Second Scottish vote could still mean hard Brexit

Scotland's First Minister Nicola Sturgeon gives a TV interview at SSE's new Pitlochry Dam Visitor Centre Pitlochry Scotland Britain, February 6, 2017. REUTERS/Russell Cheyne

LONDON (Reuters Breakingviews) - Scots have presented pro-European Brits with a light at the end of the Brexit tunnel - but it may yet be an oncoming train. Scotland’s First Minister Nicola Sturgeon on Monday formally called for a referendum on independence, two and a half years after Scots voted narrowly to stay in the United Kingdom. The small bump in the value of sterling against the dollar that followed her comments is premature.

The optimists’ interpretation of Sturgeon’s move is as follows. Scots, who voted in large numbers to stay in the European Union last June, could see a second referendum as a chance to achieve that aim by divorcing the United Kingdom. The threat of breaking up the union might be enough to persuade UK Prime Minister Theresa May to strike a more conciliatory tone with European negotiators, reducing the risk that Britain crashes out of the EU in a “hard Brexit”.

This scenario requires Scots to hold their vote late enough to make a decisive impact on the negotiations, and to decide once again they are better off in the United Kingdom. That would be the rational decision. Even more than in 2014, the economic case for secession looks flaky – Scotland’s budget deficit factoring in capital spending was 9.5 percent in the 2015-16 financial year, even after including North Sea oil revenues, Scottish government figures show. Fundamental questions – what the Scottish currency and central bank would be, how the banks would be regulated – remain just as unresolved.

It’s easy to take the pessimistic view, though. Even if Scotland gets a second vote – the UK parliament in Westminster makes the decision – it might not happen until after Britain has completed negotiations with the EU. Besides, May has already signalled that the UK will no longer be part of Europe’s single market or allow freedom of movement.
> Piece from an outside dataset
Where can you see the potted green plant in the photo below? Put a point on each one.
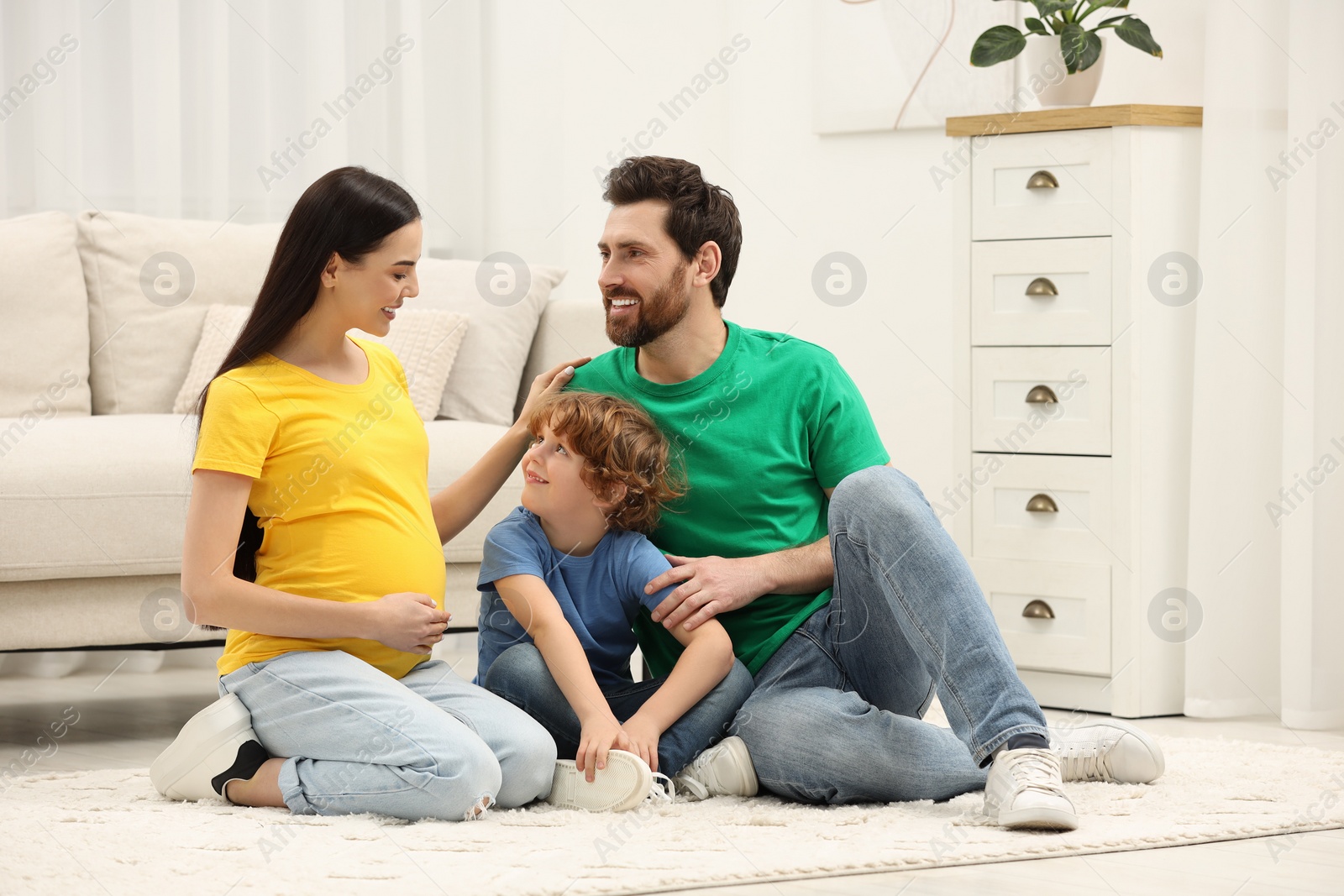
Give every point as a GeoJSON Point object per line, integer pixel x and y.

Making concessions on these issues for Scotland’s benefit would represent a politically dangerous U-turn.

After a host of political upsets in 2016, making assumptions about voting intentions is misguided. It’s quite possible that a grumpy Scottish electorate ignores tangible issues like English-Scottish trade links and focuses solely on the fact that Brexit represents London telling Edinburgh what to do. In that case the result could be hard Brexit, followed by hard Scoxit.